También, expuso que los anteriores parámetros guía constituyen los insumos básicos para que el juzgador realice un análisis valorativo de la existencia o inexistencia de intereses notoriamente excesivos y, por ende, posiblemente usurarios, sin perjuicio de que en cada caso concreto pueda observar otros elementos objetivos que también le faciliten el análisis respectivo.

Esto es así, porque el empleo de los mencionados parámetros guía facilitan las herramientas al juzgador para que examine objetivamente el carácter notoriamente excesivo de la tasa de interés, que se estime como usuraria; no obstante, conviene precisar que lo anterior no significa que en cada caso el análisis de usura esté limitado a tomar en cuenta únicamente los elementos objetivos que se indican en los incisos del a) al j), pues como se ha mencionado, es factible que el juzgador tome también en consideración las condiciones subjetivas de las partes de la obligación o del contexto en que se realiza el acto jurídico del que deriva el pacto de interés, especialmente cuando las circunstancias del caso concreto lo ameriten, cuando los antecedentes del asunto den cuenta que los elementos subjetivos resultan relevantes para motivar la existencia de un interés notoriamente excesivo o bien, cuando éstos ponen de manifiesto el abuso proscrito en la Convención Americana.

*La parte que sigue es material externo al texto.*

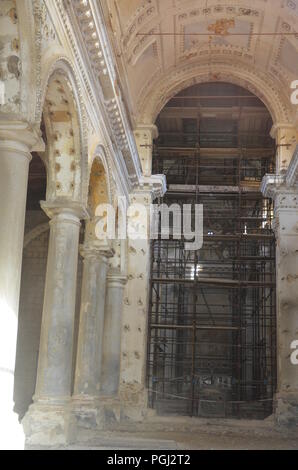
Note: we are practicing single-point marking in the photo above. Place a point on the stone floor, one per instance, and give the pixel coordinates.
(197, 435)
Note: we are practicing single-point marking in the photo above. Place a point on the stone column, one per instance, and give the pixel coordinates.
(15, 146)
(132, 389)
(47, 419)
(90, 342)
(112, 335)
(285, 136)
(286, 229)
(144, 135)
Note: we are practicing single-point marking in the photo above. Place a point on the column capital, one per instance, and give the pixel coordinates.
(65, 207)
(21, 135)
(147, 128)
(97, 249)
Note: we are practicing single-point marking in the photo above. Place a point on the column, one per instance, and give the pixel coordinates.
(90, 343)
(112, 335)
(14, 164)
(144, 135)
(132, 389)
(286, 228)
(46, 421)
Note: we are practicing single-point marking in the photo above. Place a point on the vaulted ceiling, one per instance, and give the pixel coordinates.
(162, 46)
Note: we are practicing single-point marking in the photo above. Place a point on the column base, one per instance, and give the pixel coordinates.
(11, 431)
(12, 435)
(48, 424)
(286, 411)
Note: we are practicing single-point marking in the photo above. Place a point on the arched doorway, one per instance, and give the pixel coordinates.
(212, 327)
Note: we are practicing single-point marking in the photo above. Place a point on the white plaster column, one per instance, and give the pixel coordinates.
(286, 229)
(144, 135)
(112, 335)
(46, 421)
(132, 389)
(15, 146)
(91, 329)
(285, 136)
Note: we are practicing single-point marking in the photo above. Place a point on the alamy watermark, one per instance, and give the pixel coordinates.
(143, 222)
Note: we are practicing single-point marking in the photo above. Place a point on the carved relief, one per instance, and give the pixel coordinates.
(10, 62)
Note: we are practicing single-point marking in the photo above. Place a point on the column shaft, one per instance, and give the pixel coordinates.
(56, 344)
(89, 357)
(14, 164)
(287, 301)
(112, 335)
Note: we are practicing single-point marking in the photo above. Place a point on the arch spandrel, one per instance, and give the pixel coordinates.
(272, 95)
(66, 126)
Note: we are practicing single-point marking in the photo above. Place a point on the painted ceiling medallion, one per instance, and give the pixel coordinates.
(221, 27)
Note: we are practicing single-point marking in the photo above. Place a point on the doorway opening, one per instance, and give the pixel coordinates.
(212, 317)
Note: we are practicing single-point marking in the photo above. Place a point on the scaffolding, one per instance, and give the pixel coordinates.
(212, 322)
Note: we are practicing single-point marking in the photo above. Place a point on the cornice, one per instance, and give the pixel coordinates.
(86, 22)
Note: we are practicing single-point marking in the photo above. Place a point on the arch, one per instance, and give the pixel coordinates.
(66, 127)
(264, 87)
(98, 152)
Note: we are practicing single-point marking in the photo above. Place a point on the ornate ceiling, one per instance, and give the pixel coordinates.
(250, 43)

Además, no es necesario abordar todos los parámetros guía para realizar el análisis sobre usura, como se expuso en la contradicción de tesis 208/2015, de la que derivó la tesis de jurisprudencia 1a./J. 55/2016 (10a.) de la Primera Sala de la Suprema Corte de Justicia de la Nación, publicada en el Semanario Judicial de la Federación el viernes 18 de noviembre de 2016 a las 10:29 horas y en el Libro 36, noviembre 2016, Tomo II, página 867 de la Gaceta del Semanario Judicial de la Federación, Décima Época, de título: "PAGARÉ. LO NOTORIAMENTE EXCESIVO DE LOS INTERESES ESTIPULADOS, NO EXIGE QUE TODOS LOS PARÁMETROS GUÍA O LA CONDICIÓN SUBJETIVA, DEBAN QUEDAR ACREDITADOS EN LA CALIFICACIÓN DE USURA, PARA PROCEDER A SU REDUCCIÓN PRUDENCIAL."

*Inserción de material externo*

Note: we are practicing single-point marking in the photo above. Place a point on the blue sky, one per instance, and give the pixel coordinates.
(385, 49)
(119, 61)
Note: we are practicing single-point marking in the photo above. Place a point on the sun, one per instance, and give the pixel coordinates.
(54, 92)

En un primer momento, la Sala destacó que el punto de partida para llevar a cabo el escrutinio de que se trata debe ser, necesariamente, que el juzgador advierta prima facie la existencia de un interés notoriamente excesivo, es decir, cuando tenga conocimiento de un interés cuya tasa porcentual lo lleve a pensar razonablemente que la parte acreedora del crédito incurrió en usura en los términos que prevé la referida jurisprudencia 1a./J. 57/2016 (10a.), y que, de corroborarse esa circunstancia a posteriori –en un análisis metodológico de acuerdo a los parámetros guía (objetivos y subjetivos)– resultaría contrario al artículo 21, apartado 3 de la Convención Americana de Derechos Humanos.

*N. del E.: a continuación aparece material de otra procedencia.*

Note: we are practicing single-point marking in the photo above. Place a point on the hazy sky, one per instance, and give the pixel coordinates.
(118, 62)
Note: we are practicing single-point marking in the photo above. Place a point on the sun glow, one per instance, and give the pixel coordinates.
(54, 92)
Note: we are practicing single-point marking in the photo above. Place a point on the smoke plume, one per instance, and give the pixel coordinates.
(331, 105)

En ese sentido, el juzgador debe emprender, por mandato convencional, un análisis de usura, en los términos antes descritos, cuando el interés pactado resulte a primera vista notoriamente excesivo, pues de actualizarse dicha notoriedad se justifica el análisis de esa cuestión, ya sea de forma oficiosa o a petición de parte, lo que no ocurre cuando la tasa pactada por las partes se encuentra por debajo del índice del CAT más alto publicado por el Banco de México en la fecha más próxima a la suscripción del título por operaciones similares a las que dieron lugar al préstamo.

En un segundo momento, identificada la existencia de un interés aparentemente excesivo debe procederse a la evaluación del caso a partir de los parámetros objetivos establecidos por la Primera Sala, de los cuales se estima de especial relevancia para emprender el examen de mérito, el que corresponde a la verificación de la calidad de los sujetos que intervienen en la relación procesal, resaltándose que éste constituye un elemento objetivo pues (sic) refiere a determinar la calidad jurídica de cada parte de la obligación, esto es, precisar si se trata de personas físicas o morales; así como verificar el carácter con el cual pactaron los intereses, esto es si, lo hicieron en calidad de entidades reguladas o no reguladas, entidades federativas, órganos u organismos gubernamentales, etcétera; lo que resulta relevante en el análisis respectivo, pues dado el carácter de las personas, instituciones, sociedades o dependencias, la legislación correspondiente establece supuestos que en ocasiones ameritan un tratamiento especial en el estudio que se pretende.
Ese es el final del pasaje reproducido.